Back to the bike riding: recognition would be “yeah – bikes are a kind of vehicle – I see one over there!”; comprehension would be “you get onto it, pedal to get speed, steer by pulling the handles, and break by pedalling backwards”; application would be: “let me show you – watch me!”.

And analysis level? Well, if you want to turn left you should not pull the left grip – that will cause you to tip over to the right due to the centrifugal force you expire when the bike starts turning left. In short – the bike will turn left, but you and your centre of gravity will continue forward; so you fall into the ground on the right hand side of the bike.

And, by the way: centrifugal forces do exist.

To actually turn left you first pull the right handle. The effect is that you start falling over to the left. After a split of a second you have fallen the appropriate amount so that your angle towards the ground will make gravity and centrifugal force balance for the turn you intended. Then, you pull the left handle to actually do the left turn. And as you now have the appropriate angle, forces balance out and you stay on top. People trying to explain this often express it as doing a small contra-turn in the opposite direction as a preparation before making the real turn.

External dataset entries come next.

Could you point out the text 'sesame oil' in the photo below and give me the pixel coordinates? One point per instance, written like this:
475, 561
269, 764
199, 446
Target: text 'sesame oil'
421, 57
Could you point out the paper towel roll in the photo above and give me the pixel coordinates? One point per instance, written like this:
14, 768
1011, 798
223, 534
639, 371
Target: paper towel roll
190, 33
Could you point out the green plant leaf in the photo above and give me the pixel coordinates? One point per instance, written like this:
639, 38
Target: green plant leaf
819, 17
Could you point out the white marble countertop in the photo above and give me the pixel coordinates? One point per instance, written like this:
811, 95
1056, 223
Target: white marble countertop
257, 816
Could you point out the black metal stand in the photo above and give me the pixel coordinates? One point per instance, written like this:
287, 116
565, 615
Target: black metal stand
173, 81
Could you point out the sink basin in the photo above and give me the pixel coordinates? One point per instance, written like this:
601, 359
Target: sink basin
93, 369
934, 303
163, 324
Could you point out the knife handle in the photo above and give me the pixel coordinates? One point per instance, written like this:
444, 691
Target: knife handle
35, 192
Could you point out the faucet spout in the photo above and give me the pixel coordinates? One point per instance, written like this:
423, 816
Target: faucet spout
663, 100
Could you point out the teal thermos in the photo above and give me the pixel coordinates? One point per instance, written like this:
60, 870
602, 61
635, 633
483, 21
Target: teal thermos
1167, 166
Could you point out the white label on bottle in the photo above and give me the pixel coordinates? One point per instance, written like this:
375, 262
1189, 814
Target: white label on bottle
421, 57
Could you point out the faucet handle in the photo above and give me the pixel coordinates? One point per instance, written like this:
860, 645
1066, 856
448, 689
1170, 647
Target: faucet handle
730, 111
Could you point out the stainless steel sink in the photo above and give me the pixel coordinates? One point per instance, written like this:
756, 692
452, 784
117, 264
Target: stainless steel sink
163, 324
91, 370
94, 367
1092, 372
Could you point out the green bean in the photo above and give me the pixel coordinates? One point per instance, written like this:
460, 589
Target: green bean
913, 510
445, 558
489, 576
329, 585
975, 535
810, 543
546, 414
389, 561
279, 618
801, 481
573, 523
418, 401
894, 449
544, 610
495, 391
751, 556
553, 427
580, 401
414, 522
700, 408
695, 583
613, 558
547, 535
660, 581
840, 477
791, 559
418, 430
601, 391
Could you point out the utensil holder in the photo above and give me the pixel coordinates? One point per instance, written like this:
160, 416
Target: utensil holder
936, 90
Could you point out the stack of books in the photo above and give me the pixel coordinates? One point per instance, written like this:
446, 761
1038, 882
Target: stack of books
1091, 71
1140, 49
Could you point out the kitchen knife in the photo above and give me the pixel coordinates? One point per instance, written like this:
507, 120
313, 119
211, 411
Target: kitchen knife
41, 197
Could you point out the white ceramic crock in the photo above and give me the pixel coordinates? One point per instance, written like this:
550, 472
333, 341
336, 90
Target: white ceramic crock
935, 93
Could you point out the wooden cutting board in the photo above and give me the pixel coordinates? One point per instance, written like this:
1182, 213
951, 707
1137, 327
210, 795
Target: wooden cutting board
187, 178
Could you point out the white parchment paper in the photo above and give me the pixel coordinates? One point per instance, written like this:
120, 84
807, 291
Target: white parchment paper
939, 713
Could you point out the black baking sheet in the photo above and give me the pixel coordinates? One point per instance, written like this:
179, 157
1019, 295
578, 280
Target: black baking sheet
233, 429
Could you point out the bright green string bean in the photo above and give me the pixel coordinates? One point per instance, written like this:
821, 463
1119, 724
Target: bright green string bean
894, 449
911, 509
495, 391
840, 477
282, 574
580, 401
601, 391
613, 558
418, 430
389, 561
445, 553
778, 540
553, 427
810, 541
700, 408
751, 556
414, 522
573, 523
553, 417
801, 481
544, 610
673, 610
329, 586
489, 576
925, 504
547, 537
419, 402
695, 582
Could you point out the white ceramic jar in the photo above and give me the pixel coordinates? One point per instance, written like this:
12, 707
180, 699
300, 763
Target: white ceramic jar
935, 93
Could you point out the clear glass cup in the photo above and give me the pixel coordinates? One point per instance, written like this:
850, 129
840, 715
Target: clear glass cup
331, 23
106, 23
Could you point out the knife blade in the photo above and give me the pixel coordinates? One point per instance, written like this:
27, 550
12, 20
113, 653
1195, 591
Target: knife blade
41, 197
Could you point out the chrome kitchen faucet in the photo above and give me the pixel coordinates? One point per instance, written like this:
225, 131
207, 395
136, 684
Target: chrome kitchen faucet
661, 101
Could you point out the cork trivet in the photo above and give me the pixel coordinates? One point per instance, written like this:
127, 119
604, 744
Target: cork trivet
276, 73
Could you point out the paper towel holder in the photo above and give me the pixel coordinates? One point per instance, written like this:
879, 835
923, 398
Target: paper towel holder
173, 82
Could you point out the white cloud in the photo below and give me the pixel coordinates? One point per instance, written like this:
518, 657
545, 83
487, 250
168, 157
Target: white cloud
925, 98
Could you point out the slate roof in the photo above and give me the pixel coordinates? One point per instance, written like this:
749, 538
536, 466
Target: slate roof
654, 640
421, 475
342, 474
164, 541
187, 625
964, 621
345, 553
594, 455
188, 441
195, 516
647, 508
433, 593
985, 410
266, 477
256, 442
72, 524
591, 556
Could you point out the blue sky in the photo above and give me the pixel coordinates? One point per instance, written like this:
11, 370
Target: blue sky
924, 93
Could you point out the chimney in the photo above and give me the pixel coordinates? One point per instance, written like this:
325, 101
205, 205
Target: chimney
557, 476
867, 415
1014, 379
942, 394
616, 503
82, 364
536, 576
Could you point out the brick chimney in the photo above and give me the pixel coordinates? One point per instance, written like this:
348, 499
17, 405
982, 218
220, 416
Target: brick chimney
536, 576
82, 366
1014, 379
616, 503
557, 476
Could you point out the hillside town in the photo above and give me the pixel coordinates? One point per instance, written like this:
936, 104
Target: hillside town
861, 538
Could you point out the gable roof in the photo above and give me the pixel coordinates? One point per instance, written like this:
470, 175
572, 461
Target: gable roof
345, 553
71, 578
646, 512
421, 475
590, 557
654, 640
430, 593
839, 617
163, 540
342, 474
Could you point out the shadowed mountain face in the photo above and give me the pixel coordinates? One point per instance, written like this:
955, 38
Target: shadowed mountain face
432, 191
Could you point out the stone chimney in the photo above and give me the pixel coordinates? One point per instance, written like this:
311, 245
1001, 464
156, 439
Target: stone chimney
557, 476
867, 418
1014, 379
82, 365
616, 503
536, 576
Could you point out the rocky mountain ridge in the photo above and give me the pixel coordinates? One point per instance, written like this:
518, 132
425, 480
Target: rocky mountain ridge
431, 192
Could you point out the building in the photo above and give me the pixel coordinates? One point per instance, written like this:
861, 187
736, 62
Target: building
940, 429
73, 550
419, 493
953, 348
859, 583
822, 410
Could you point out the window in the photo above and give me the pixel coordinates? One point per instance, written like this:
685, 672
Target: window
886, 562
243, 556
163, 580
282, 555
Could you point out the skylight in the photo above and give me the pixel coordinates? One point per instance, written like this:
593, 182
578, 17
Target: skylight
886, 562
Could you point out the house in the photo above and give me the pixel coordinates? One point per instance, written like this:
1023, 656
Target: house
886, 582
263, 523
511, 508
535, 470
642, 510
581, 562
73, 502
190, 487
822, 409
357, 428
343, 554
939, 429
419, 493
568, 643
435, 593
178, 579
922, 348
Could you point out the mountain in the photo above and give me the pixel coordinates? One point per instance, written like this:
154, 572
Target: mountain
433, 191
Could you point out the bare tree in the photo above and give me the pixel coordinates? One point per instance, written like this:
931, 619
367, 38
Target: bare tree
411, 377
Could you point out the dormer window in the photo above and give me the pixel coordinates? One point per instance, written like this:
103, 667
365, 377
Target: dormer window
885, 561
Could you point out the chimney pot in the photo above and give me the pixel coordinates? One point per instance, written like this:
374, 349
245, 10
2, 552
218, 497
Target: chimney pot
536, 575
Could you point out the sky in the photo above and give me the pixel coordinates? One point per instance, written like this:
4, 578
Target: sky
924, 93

If you want to see this in action, have a friend film you while just doing some cycling around on the backyard, and then watch it frame by frame. You will see that you intuitively do the right thing – but you probably had no idea you did.

Note that for most of us there is no need for analysis level knowledge on bicycling – we are perfectly happy to just be able to ride that bike. The analysis level knowledge of bike riding you find at people like motorcycle driving instructors or those that just have studied a little bit too much analytical mechanics.

The same goes with people in the system development field. Just doing stuff and gaining experience does not give analysis level knowledge. To there you also have to have an analytical process in place that constantly evaluates what you do, why you do it, and what the alternatives could be.

Culture that analytical process.

Most people do not know how to ride a bike – they simply do it.